Tristezza: un'emozione utile

Ce lo ha detto molto bene il film di animazione "Inside Out": la tristezza è un’emozione utile per l’armonia della personalità. Vediamo allora meglio perché e di cosa si tratta.

Tristezza: un'emozione utile

 

Vi ricordate l’adorabile personaggio di Tristezza nel film di animazione Inside Out? Bene: tutte le emozioni devono essere riconosciute e vissute, compresa la tristezza!

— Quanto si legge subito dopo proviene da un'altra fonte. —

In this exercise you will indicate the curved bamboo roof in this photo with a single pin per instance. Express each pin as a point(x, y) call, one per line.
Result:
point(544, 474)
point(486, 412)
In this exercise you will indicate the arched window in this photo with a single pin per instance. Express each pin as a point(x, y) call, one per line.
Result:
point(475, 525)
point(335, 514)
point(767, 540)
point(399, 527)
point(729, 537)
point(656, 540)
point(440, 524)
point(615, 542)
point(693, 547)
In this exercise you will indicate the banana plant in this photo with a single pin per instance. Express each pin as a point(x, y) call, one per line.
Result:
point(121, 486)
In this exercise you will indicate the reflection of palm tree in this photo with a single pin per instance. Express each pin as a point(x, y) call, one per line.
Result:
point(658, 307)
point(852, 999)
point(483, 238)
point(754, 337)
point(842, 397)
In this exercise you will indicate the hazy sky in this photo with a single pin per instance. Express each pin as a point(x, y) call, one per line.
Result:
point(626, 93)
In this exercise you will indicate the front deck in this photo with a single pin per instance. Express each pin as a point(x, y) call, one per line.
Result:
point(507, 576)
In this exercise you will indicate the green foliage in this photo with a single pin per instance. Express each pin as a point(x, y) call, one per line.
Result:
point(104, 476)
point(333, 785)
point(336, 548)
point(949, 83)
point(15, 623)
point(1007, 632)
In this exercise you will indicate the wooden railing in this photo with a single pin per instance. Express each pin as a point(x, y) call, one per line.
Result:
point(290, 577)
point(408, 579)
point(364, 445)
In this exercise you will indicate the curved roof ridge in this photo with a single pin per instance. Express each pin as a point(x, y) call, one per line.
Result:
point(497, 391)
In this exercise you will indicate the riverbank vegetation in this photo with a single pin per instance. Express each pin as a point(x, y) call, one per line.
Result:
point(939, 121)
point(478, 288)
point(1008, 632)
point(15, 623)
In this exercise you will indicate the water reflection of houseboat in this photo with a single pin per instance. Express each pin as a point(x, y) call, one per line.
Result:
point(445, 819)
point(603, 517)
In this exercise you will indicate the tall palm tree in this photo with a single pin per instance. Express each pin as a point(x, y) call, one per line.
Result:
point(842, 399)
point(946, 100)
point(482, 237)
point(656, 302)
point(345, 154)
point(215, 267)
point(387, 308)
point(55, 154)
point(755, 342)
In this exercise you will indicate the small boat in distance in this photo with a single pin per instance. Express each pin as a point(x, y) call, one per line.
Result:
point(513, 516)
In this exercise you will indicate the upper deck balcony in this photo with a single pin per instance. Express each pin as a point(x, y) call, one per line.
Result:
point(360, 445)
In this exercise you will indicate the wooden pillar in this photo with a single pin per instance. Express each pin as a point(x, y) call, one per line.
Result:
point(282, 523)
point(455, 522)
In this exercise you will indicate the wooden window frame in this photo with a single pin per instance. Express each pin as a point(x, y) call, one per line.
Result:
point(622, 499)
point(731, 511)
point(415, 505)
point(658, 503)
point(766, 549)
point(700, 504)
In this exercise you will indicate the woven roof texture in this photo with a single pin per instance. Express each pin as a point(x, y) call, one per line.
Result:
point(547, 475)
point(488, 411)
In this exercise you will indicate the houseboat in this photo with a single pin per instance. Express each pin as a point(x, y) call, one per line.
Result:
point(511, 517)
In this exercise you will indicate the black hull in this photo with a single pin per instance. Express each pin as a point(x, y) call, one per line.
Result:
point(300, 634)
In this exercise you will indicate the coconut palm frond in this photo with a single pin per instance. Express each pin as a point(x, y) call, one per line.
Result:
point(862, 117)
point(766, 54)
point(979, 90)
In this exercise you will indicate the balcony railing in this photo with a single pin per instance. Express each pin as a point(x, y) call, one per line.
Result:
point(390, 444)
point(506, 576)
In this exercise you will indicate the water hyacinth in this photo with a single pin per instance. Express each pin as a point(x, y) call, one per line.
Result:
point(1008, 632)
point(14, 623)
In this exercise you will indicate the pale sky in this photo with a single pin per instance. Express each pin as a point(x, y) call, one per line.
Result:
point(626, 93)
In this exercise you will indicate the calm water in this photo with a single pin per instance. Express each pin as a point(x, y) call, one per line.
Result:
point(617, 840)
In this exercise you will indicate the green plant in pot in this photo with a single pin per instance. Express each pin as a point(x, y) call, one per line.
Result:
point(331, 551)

Imparare a denominare le emozioni può avere benefici effetti sul cervello - lo afferma uno studio del 2005 - e sicuramente imparare a identificare le emozioni, soprattutto quelle spiacevoli, ha i suoi benefici sulla salute e il benessere psicologico. Questo è vero anche per la tristezza, un’emozione utile se impariamo a riconoscerla e a gestirla.

 

Tristezza, emozione primaria

Per comprendere l’utilità della tristezza dobbiamo anzitutto capire di cosa si tratta, che cos’è la tristezza effettivamente?

L’etimologia delle parole in tal senso viene spesso in nostro soccorso illuminandoci sulle possibili radici linguistiche e di significato di termini che utilizziamo comunemente.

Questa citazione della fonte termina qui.